Posted on 12/20/18 at 6:30 pm to LSUtoOmaha
quote:
Nice to know SH doesn't really have decay. Thanks
Yeah, it doesn't have decay because of lack of leverage. It just does the inverse. Here's a comparison between the S&P 500, SH, SDS, and SSO (2x long S&P leveraged ETF). The S&P and SH just do the opposite, but SDS and SSO lose value because of decay's two main factors: choppy movements and leverage.
EDIT: I didn't realize until too late that several columns are redundant. Whoops!

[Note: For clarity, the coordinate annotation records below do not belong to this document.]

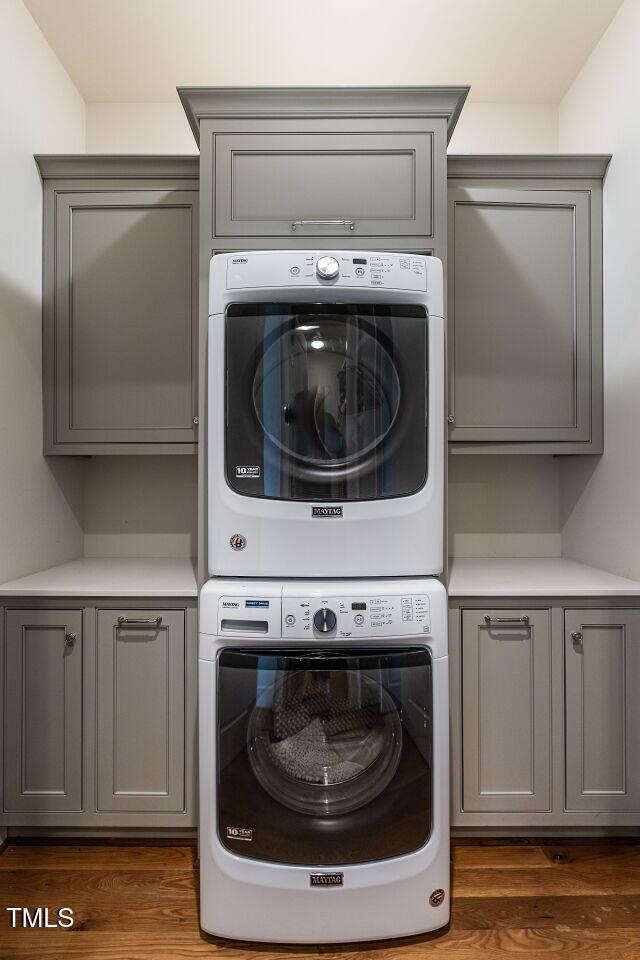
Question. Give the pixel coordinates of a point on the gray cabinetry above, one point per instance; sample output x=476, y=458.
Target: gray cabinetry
x=100, y=708
x=602, y=738
x=525, y=303
x=140, y=679
x=43, y=711
x=120, y=317
x=287, y=184
x=506, y=705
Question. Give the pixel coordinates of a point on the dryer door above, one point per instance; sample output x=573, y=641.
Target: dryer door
x=324, y=757
x=326, y=401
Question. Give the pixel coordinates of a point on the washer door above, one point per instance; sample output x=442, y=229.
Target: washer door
x=326, y=401
x=324, y=756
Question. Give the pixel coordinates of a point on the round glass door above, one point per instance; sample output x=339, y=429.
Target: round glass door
x=324, y=742
x=339, y=394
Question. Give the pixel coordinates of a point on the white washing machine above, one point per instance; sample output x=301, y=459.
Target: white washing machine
x=324, y=759
x=326, y=414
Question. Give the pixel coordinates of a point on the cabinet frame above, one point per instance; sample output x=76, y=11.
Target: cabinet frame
x=559, y=819
x=82, y=181
x=580, y=175
x=90, y=816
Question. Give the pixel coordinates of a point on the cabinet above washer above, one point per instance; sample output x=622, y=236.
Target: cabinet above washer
x=304, y=163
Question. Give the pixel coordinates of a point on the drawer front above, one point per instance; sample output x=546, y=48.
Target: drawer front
x=381, y=184
x=141, y=711
x=506, y=709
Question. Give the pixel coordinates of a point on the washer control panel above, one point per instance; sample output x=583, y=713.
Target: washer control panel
x=306, y=618
x=343, y=268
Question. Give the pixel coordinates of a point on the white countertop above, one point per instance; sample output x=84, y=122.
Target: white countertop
x=534, y=577
x=109, y=577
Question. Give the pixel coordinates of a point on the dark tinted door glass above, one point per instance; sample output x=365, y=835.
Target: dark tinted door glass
x=326, y=401
x=324, y=757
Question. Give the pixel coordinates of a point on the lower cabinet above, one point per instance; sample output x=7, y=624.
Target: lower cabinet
x=506, y=729
x=43, y=711
x=545, y=713
x=141, y=710
x=100, y=715
x=602, y=683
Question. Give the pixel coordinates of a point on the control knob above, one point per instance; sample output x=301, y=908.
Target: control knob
x=324, y=620
x=327, y=268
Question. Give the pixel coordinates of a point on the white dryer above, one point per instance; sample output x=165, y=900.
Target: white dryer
x=326, y=414
x=324, y=759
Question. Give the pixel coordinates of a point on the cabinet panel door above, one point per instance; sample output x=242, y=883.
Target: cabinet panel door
x=43, y=711
x=602, y=737
x=506, y=707
x=141, y=710
x=126, y=313
x=381, y=182
x=519, y=314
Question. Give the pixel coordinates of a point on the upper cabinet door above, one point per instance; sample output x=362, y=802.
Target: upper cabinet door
x=352, y=185
x=523, y=318
x=121, y=340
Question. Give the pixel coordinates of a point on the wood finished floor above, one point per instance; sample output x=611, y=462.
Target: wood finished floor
x=515, y=901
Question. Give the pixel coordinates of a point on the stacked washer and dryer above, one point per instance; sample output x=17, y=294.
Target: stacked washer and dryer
x=324, y=751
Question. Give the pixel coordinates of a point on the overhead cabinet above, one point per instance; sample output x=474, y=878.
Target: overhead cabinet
x=121, y=300
x=525, y=304
x=324, y=184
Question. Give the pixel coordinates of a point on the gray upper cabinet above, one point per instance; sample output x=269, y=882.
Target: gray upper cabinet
x=525, y=304
x=602, y=739
x=505, y=665
x=323, y=184
x=121, y=301
x=43, y=711
x=141, y=710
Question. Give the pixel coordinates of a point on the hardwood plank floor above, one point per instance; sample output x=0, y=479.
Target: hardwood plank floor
x=510, y=900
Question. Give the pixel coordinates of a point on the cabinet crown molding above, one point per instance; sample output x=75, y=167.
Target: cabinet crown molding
x=117, y=166
x=528, y=165
x=207, y=103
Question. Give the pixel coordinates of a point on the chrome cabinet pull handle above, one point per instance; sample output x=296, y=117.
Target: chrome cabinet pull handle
x=490, y=620
x=129, y=622
x=325, y=223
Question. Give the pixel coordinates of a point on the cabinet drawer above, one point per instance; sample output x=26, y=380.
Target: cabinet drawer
x=380, y=183
x=506, y=707
x=141, y=707
x=43, y=711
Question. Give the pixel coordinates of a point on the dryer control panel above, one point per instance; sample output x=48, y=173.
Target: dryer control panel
x=367, y=617
x=304, y=268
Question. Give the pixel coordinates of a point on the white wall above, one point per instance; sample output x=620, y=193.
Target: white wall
x=163, y=128
x=140, y=506
x=601, y=496
x=504, y=506
x=506, y=128
x=40, y=111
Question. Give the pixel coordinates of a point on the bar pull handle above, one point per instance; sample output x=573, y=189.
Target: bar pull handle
x=324, y=223
x=129, y=622
x=489, y=620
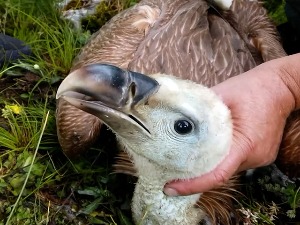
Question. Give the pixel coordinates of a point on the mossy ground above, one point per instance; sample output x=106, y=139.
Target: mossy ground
x=38, y=184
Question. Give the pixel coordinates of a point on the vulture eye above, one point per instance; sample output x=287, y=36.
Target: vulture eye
x=183, y=127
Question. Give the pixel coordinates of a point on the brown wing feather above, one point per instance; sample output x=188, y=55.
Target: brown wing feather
x=185, y=38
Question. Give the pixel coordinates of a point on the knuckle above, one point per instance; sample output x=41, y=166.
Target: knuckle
x=221, y=177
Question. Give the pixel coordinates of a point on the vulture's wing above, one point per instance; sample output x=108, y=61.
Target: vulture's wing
x=189, y=39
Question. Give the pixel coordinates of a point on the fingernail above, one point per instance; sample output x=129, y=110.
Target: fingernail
x=170, y=192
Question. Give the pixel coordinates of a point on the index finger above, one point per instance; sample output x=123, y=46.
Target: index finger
x=220, y=175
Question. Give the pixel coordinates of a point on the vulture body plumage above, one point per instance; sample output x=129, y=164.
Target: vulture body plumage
x=206, y=42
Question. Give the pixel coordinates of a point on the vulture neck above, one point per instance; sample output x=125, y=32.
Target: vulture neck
x=150, y=206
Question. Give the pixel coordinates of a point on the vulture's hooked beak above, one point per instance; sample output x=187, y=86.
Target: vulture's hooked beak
x=110, y=93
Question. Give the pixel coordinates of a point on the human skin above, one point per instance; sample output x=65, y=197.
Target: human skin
x=260, y=101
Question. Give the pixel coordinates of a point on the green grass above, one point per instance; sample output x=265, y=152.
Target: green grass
x=38, y=184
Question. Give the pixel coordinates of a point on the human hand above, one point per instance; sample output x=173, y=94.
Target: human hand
x=260, y=100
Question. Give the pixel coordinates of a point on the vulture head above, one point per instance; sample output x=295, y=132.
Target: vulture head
x=180, y=128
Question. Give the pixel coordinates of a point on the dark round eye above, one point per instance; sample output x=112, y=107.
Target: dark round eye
x=183, y=127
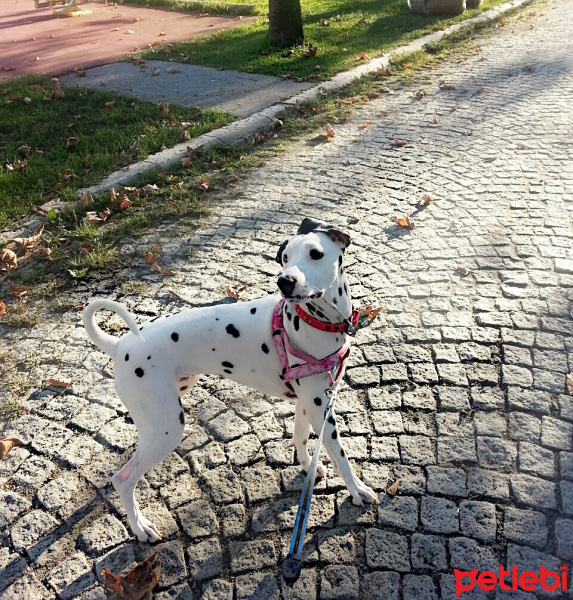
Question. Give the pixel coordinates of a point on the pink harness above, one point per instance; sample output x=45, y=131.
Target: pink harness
x=333, y=363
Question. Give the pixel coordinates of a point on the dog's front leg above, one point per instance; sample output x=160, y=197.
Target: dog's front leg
x=300, y=439
x=316, y=406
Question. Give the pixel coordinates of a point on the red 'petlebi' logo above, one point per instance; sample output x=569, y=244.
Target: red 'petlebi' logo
x=527, y=580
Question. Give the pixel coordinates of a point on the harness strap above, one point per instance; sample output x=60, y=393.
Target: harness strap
x=312, y=366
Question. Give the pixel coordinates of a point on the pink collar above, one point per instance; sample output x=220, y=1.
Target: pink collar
x=333, y=363
x=341, y=327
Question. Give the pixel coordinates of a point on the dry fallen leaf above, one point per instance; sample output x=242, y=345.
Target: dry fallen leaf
x=56, y=383
x=392, y=490
x=8, y=260
x=6, y=444
x=138, y=582
x=405, y=222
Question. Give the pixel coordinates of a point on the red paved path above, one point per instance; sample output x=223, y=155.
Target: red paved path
x=34, y=41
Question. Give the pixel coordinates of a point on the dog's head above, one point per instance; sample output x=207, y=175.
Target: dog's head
x=311, y=260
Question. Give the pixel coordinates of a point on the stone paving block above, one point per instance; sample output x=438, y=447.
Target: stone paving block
x=385, y=398
x=216, y=589
x=529, y=400
x=398, y=511
x=534, y=459
x=257, y=586
x=451, y=398
x=525, y=527
x=419, y=586
x=495, y=451
x=412, y=479
x=564, y=537
x=533, y=491
x=205, y=559
x=416, y=450
x=381, y=585
x=448, y=481
x=337, y=546
x=556, y=434
x=30, y=528
x=429, y=552
x=467, y=554
x=387, y=550
x=478, y=520
x=488, y=484
x=173, y=567
x=566, y=488
x=13, y=505
x=223, y=484
x=439, y=515
x=385, y=448
x=339, y=582
x=12, y=567
x=487, y=399
x=524, y=427
x=198, y=519
x=102, y=535
x=70, y=578
x=453, y=450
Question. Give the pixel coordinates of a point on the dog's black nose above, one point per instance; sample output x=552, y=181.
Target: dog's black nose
x=287, y=284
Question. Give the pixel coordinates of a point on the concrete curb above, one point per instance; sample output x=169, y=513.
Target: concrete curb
x=242, y=129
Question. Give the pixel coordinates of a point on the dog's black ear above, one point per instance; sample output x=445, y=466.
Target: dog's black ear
x=279, y=257
x=309, y=225
x=340, y=237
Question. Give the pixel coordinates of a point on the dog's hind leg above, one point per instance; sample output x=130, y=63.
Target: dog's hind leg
x=160, y=422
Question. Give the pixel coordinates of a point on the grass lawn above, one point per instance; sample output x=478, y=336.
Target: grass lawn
x=51, y=145
x=343, y=31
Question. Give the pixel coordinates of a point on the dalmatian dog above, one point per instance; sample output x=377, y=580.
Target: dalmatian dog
x=157, y=362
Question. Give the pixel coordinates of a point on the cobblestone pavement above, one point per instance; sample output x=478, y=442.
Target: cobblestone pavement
x=459, y=392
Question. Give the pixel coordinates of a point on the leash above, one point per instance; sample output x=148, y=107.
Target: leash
x=292, y=564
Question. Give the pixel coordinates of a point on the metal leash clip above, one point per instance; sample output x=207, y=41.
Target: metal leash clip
x=361, y=318
x=292, y=564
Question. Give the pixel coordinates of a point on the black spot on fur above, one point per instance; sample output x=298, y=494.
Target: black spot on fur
x=232, y=330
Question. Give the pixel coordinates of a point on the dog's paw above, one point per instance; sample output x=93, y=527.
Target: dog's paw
x=320, y=468
x=363, y=494
x=146, y=530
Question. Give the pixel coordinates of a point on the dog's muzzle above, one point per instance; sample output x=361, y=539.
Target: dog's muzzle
x=287, y=284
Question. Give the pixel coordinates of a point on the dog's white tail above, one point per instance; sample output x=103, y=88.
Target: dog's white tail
x=103, y=340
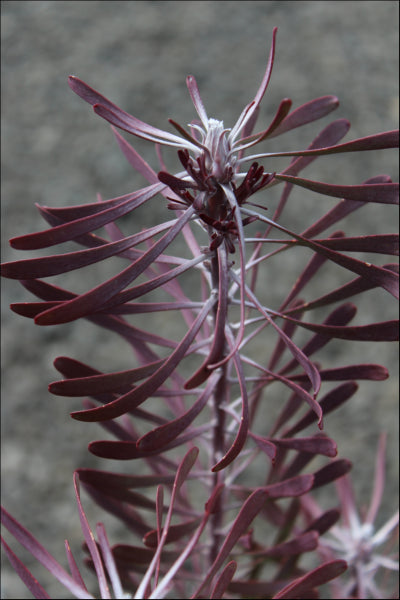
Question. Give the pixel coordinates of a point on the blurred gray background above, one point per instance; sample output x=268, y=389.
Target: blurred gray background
x=56, y=152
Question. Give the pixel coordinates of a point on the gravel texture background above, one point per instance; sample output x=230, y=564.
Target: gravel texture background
x=57, y=153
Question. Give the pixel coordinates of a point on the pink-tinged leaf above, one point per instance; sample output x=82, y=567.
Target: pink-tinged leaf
x=378, y=141
x=126, y=514
x=132, y=124
x=335, y=470
x=27, y=540
x=25, y=575
x=223, y=580
x=340, y=316
x=134, y=159
x=341, y=210
x=387, y=243
x=91, y=544
x=94, y=300
x=36, y=268
x=138, y=395
x=255, y=138
x=370, y=372
x=330, y=135
x=301, y=587
x=387, y=193
x=314, y=445
x=307, y=113
x=129, y=497
x=71, y=230
x=106, y=479
x=248, y=512
x=299, y=390
x=305, y=542
x=385, y=278
x=98, y=384
x=379, y=480
x=157, y=282
x=181, y=475
x=386, y=331
x=250, y=588
x=175, y=532
x=31, y=309
x=328, y=403
x=133, y=556
x=166, y=433
x=250, y=113
x=128, y=450
x=327, y=520
x=354, y=287
x=297, y=353
x=265, y=445
x=291, y=488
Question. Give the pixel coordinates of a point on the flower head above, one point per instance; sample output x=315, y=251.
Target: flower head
x=358, y=541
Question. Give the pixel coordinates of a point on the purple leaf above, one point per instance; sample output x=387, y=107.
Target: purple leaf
x=328, y=403
x=93, y=300
x=307, y=113
x=249, y=510
x=69, y=231
x=289, y=488
x=35, y=268
x=305, y=542
x=315, y=445
x=166, y=433
x=223, y=581
x=175, y=532
x=301, y=587
x=335, y=469
x=138, y=395
x=371, y=372
x=386, y=193
x=25, y=575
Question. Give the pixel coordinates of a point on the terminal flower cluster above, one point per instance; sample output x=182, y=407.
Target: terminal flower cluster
x=226, y=480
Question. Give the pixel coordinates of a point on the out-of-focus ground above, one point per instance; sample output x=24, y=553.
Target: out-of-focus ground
x=56, y=152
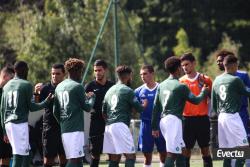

This post was edited on 12/20/18 at 6:32 pm
Posted on 12/20/18 at 7:22 pm to Omada
So that post was about decay, which requires leverage and choppy underlying. No leverage, and the ETF/ETN will match the underlying or inverse it. But what if the underlying trends instead of chops? Here's what happens:
As you can see, SH and S&P still did the opposite of each other because there is no decay, just an inverse relationship. But SSO and SDS either crash and burn or produce returns more than 2x the S&P's even though they provide 2x the daily returns.
Many people wonder why they can't just short a leveraged ETF and its inverse and profit through decay. This, along with borrowing costs, is why.
As you can see, SH and S&P still did the opposite of each other because there is no decay, just an inverse relationship. But SSO and SDS either crash and burn or produce returns more than 2x the S&P's even though they provide 2x the daily returns.
Many people wonder why they can't just short a leveraged ETF and its inverse and profit through decay. This, along with borrowing costs, is why.
Posted on 12/21/18 at 11:16 am to LSUtoOmaha
Conagra (CAG) getting murdered. Down nearly 25% in two days
Posted on 12/21/18 at 1:09 pm to bayoubengals88
quote:Yep. Conagra's acquisition of Pinnacle Foods in October has not gone well. They missed their earnings target bigly when they reported their quarterly results.
Conagra (CAG) getting murdered. Down nearly 25% in two days
Posted on 12/21/18 at 3:31 pm to LSURussian
Added CAG to the watch list. Read some damning articles about the CEO of the company they just acquired.
Posted on 12/21/18 at 3:55 pm to bayoubengals88
10k shares of AKRX and 1k shares of FCX today
This post was edited on 12/21/18 at 4:25 pm
Posted on 12/21/18 at 6:46 pm to Hussss
quote:I don’t know anything about these companies, but you’re the arguing that the S&P 500 is heading towards 1,300 and you just bought $45,000 of stock that was worth $341,000 a year ago, with no dividend to at least lessen the losses?
10k shares of AKRX and 1k shares of FCX today
Edit: I incorrectly said he bought $35,000 in stock and it was actually $45,000 ($44,550 at current price).
This post was edited on 12/21/18 at 9:44 pm
Posted on 12/21/18 at 7:07 pm to Janky
Freeport-McMoRan Inc (FCX:NYSE)
Posted on 12/21/18 at 7:11 pm to LSURussian
Yes, I know what FCX is but why buy that gawbage? Is this the time it finally goes up?